For the Reading Stack
A most interesting article here regarding the long running FCPA related disputed by Wynn Resorts and its former board member Kazuo Okada (see here and here for prior posts among others).
“In April 2015, a sworn statement submitted in a Nevada lawsuit between rival casino moguls Steve Wynn and Japan’s Kazuo Okada contained an unusual assertion. Its author said Wynn’s head of security had asked to meet him in Japan and then persuaded him to travel to the United States to talk to federal agents pursuing a different matter: a criminal bribery probe into Okada.
The person who provided the statement, Yoshitaka Fujihara, then an executive at Okada’s Universal Entertainment Corp., said he did not pay for his business-class flights, lodging and meals for two meetings with the FBI in California. Wynn Resorts has since acknowledged covering those costs and making other arrangements for Fujihara, as well as other potential witnesses, to meet with the Feds.

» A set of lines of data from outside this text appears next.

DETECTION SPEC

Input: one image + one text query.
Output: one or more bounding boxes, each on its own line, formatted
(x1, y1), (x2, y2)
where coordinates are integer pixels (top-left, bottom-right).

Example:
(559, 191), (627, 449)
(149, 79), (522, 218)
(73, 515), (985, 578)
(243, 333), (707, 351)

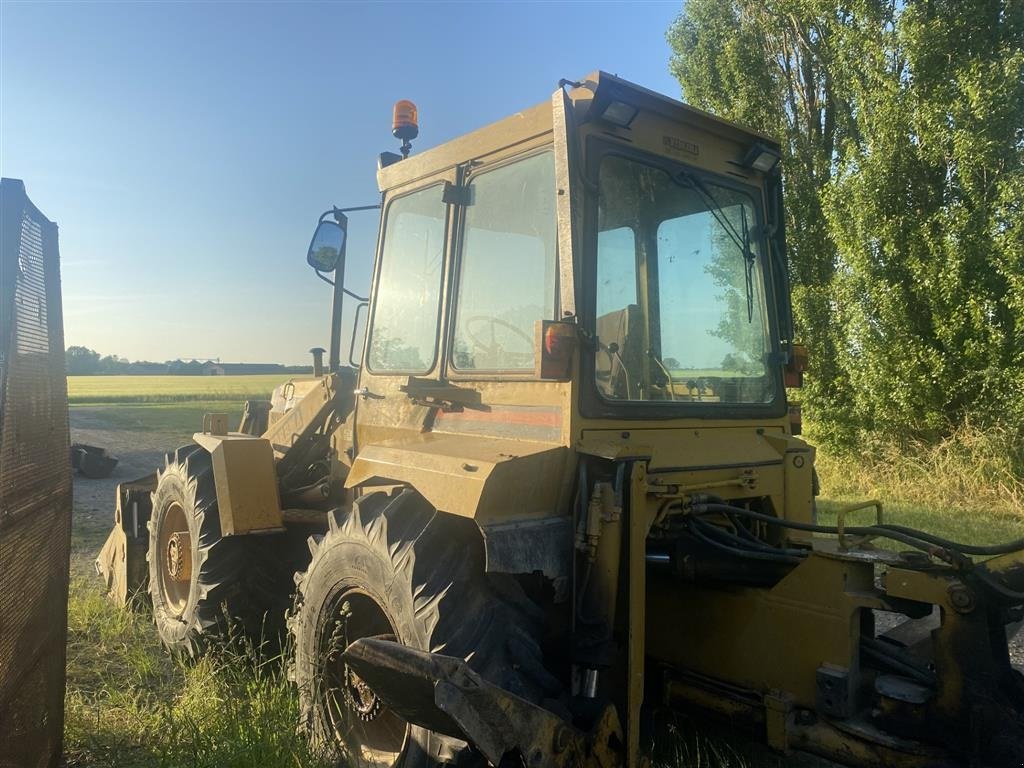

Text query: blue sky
(0, 0), (681, 362)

Fujihara’s account helped prompt the judge in the Nevada case to allow questioning into Wynn Resorts’ role in facilitating the separate criminal investigation into Okada. As a result, the case has opened a rare window into the workings of a U.S. overseas bribery probe and the role played by a company in the investigation of a rival, according to a Reuters review of court documents and interviews with people involved.
Overseas corruption probes are difficult for the United States to conduct because of language differences, the challenges and costs related to locating and interviewing witnesses, and other issues, legal experts said. As a result, the government leans on companies that are subject to the Foreign Corrupt Practices Act to uncover and report foreign bribes on their own, and corporations often assist investigations into wrongdoing by their own employees or when they believe they are a victim of a crime, the experts said.
But in interviews with half a dozen law professors and former FCPA prosecutors, none said they had heard of a situation in which federal agents had coordinated with a business rival of a target company to contact witnesses and pay for their travel to the United States in an overseas bribery investigation.
Such reliance could suggest that the government probe might not have been pursued in the same way without the rival’s help, and that private interests were helping set the government’s agenda, these experts said. A spokesman for the U.S. Department of Justice declined comment.”